Tonight I was sitting out in the yard watching my kids play when I got a call from one of my seasonals. He was alone (the other officer was at a funeral today), and had someone stopped on the water. When he ran the boat operator's driver's license through state radio dispatch, he found out that the guy who had a warrant for his arrest. My officer was understandably a wee bit nervous. He had no clue what to do. I told him to call the communication center and find out what the warrant was for, where the warrant was out of, and whether the person had a history of violence.
He called me back about two minutes later and said that his guy had a history of assaulting peace officers. Just when I tried to respond, I him begin talking to someone else in the background. Then he began yelling. Then the line went dead.
I leapt from my lawn chair, ran into the house, grabbed my vest, my gunbelt, and my radio and headed for my truck.
And then comes the part where it is hard to be a mom and a law enforcement officer...Chatterbox began wailing. Here was mommy sitting in the lawn watching her play one minute, and the next I'm running in a panic for my truck. She followed me in the house bawling, and screaming that she wanted to give me a hug and a kiss. Of course, I snap at her and tell her that "MOMMY HAS TO GO! RIGHT NOW!"
But Chatterbox didn't give up. She insists on a hug, a kiss, and a butterfly kiss, and a "don't let the bedbugs bite etc etc etc." I tried my best to give her a hug on the run.
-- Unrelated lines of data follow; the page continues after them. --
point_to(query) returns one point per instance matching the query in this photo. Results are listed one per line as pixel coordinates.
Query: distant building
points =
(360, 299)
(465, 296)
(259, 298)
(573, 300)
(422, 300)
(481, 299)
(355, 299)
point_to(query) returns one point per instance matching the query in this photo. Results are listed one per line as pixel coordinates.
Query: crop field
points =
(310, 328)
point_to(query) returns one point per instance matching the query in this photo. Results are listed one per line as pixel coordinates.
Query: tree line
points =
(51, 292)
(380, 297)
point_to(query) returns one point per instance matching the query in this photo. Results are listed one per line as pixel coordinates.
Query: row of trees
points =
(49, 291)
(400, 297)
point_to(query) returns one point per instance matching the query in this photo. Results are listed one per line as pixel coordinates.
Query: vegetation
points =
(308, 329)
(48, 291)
But it broke my heart to leave her there with tear stained cheeks and confused. Normally when I leave for work I take the time to let her go through her routine. If I don't come home, I want her to know that the last thing she did was kiss me and tell me that she loves me. But all I could think about was my boy, alone and in trouble.
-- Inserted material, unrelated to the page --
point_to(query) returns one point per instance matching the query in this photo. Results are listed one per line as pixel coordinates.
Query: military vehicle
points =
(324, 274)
I took off down my street with my sirens blaring. I glanced in the rear view mirror and saw my sweet four year old daughter standing on the sidewalk. Crying and waving. I knew that she was probably crying because I didn't wave back. Her normal goodbye routine was shattered.
Luckily, my seasonal officer is ok. A couple county deputies and a Corps of Engineers Ranger arrived before me and took the wanted person into custody.
My officer went home in one piece. And my daughter is asleep in bed. And I still feel bad.